The researchers also conduct extensive ablations and qualitative analyses. Larger Chronos models generally perform better but have slower inference. No temporal modification to the architecture was found to be necessary. The token quantization can occasionally fail on very sparse or noisy series. Overall, results suggest pretraining on large and diverse time series data is effective for learning general patterns.
Code:
I still need to play on it a bit more to write my views, though i am putting code what is shared on their Github Repository
Architecture
The models in this repository are based on the T5 architecture. The only difference is in the vocabulary size: Chronos-T5 models use 4096 different tokens, compared to 32128 of the original T5 models, resulting in fewer parameters.
ModelParametersBased on
chronos-t5-tiny 8M based on t5-efficient-tiny
chronos-t5-mini 20M based on t5-efficient-mini
chronos-t5-small 46M based on t5-efficient-small
chronos-t5-base 200M based on t5-efficient-base
chronos-t5-large 710M based on t5-efficient-large
Usage
To perform inference with Chronos models, install this package by running:
pip install git+https://github.com/amazon-science/chronos-forecasting.git
A minimal example showing how to perform inference using Chronos models:
import matplotlib.pyplot as plt
import numpy as np
import pandas as pd
import torch
from chronos import ChronosPipeline
pipeline = ChronosPipeline.from_pretrained(
"amazon/chronos-t5-small",
device_map="cuda",
torch_dtype=torch.bfloat16,
)
df = pd.read_csv("https://raw.githubusercontent.com/AileenNielsen/TimeSeriesAnalysisWithPython/master/data/AirPassengers.csv")
# context must be either a 1D tensor, a list of 1D tensors,
# or a left-padded 2D tensor with batch as the first dimension
context = torch.tensor(df["#Passengers"])
prediction_length = 12
forecast = pipeline.predict(context, prediction_length) # shape [num_series, num_samples, prediction_length]
# visualize the forecast
forecast_index = range(len(df), len(df) + prediction_length)
low, median, high = np.quantile(forecast[0].numpy(), [0.1, 0.5, 0.9], axis=0)
plt.figure(figsize=(8, 4))
plt.plot(df["#Passengers"], color="royalblue", label="historical data")
plt.plot(forecast_index, median, color="tomato", label="median forecast")
plt.fill_between(forecast_index, low, high, color="tomato", alpha=0.3, label="80% prediction interval")
plt.legend()
plt.grid()
plt.show()
Looking Forward
The Chronos framework presents an exciting new direction for time series forecasting by repurposing pretrained language models. It achieves promising results with a remarkably simple approach, relying mainly on the power of pretraining and data scale.
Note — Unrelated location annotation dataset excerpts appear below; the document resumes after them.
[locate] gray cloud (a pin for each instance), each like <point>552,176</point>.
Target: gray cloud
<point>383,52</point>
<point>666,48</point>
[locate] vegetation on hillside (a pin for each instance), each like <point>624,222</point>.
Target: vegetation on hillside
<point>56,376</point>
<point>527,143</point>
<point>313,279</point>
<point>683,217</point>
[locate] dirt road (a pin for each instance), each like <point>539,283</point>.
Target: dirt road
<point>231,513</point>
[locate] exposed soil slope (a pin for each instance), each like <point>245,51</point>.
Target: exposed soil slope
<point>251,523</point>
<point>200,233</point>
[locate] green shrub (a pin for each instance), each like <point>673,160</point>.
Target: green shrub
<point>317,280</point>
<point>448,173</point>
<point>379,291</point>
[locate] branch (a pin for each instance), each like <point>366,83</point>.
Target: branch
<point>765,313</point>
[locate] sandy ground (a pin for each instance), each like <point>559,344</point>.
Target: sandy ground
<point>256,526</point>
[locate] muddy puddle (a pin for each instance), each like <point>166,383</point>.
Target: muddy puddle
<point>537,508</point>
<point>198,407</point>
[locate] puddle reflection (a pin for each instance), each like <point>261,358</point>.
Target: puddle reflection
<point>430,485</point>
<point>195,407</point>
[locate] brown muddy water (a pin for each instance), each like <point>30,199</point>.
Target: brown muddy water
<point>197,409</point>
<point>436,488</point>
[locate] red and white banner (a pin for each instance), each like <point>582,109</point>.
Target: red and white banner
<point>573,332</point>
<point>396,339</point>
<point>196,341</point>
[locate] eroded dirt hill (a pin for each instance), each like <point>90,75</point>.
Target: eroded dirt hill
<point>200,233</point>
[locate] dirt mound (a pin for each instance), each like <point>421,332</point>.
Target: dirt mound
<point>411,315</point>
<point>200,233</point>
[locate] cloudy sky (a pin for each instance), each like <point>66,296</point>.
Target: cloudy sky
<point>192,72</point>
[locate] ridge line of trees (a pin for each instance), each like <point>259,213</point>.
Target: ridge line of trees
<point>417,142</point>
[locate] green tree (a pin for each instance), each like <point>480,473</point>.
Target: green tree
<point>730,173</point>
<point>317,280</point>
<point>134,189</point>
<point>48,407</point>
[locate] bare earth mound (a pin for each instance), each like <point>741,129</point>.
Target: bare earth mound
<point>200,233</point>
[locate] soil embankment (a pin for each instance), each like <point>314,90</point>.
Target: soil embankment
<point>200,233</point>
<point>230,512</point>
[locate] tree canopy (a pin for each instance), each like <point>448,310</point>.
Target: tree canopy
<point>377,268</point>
However, challenges remain, especially in expanding high-quality time series datasets. Incorporating additional inputs like covariates also merits further study. Improving the efficiency of the token quantization and inference speed will help in real-world deployment.
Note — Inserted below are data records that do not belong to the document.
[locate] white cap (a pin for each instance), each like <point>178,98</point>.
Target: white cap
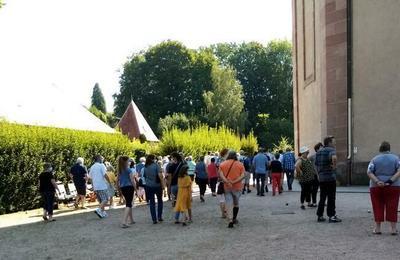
<point>304,149</point>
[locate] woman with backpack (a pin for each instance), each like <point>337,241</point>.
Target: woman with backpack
<point>126,183</point>
<point>154,187</point>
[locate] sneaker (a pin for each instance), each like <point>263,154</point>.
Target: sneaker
<point>98,213</point>
<point>334,219</point>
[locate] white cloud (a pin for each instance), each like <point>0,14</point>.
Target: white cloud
<point>73,44</point>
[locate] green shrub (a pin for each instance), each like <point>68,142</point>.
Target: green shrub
<point>24,149</point>
<point>198,141</point>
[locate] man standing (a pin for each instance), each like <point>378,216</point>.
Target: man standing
<point>78,174</point>
<point>325,162</point>
<point>288,162</point>
<point>261,164</point>
<point>99,177</point>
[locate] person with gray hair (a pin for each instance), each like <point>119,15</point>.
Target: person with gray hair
<point>232,173</point>
<point>78,173</point>
<point>47,188</point>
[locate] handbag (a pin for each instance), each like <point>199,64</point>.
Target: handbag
<point>221,189</point>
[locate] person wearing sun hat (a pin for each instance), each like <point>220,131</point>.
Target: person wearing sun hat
<point>305,174</point>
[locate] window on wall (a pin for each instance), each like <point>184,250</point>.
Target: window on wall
<point>308,7</point>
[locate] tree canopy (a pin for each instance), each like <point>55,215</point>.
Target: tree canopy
<point>246,86</point>
<point>98,100</point>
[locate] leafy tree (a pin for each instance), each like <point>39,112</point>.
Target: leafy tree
<point>98,100</point>
<point>224,103</point>
<point>265,73</point>
<point>168,78</point>
<point>178,120</point>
Chronos also creates opportunities to leverage advances in language modeling, such as longer-context models, retrieval augmentation, and efficient finetuning. Combining Chronos with time series-specific techniques like temporal convolutions is another promising avenue.
Conclusion
The success of Chronos and foundation models in other domains suggests that pretrained neural networks can excel as generalist forecasters and simplify pipelines compared to dataset-specific approaches. With further research and refinement, frameworks like Chronos may revolutionize practical time series modeling. Progress will likely emerge from jointly scaling time series data collection, model capacity, and empirical iteration to meet the unique challenges of the time series domain.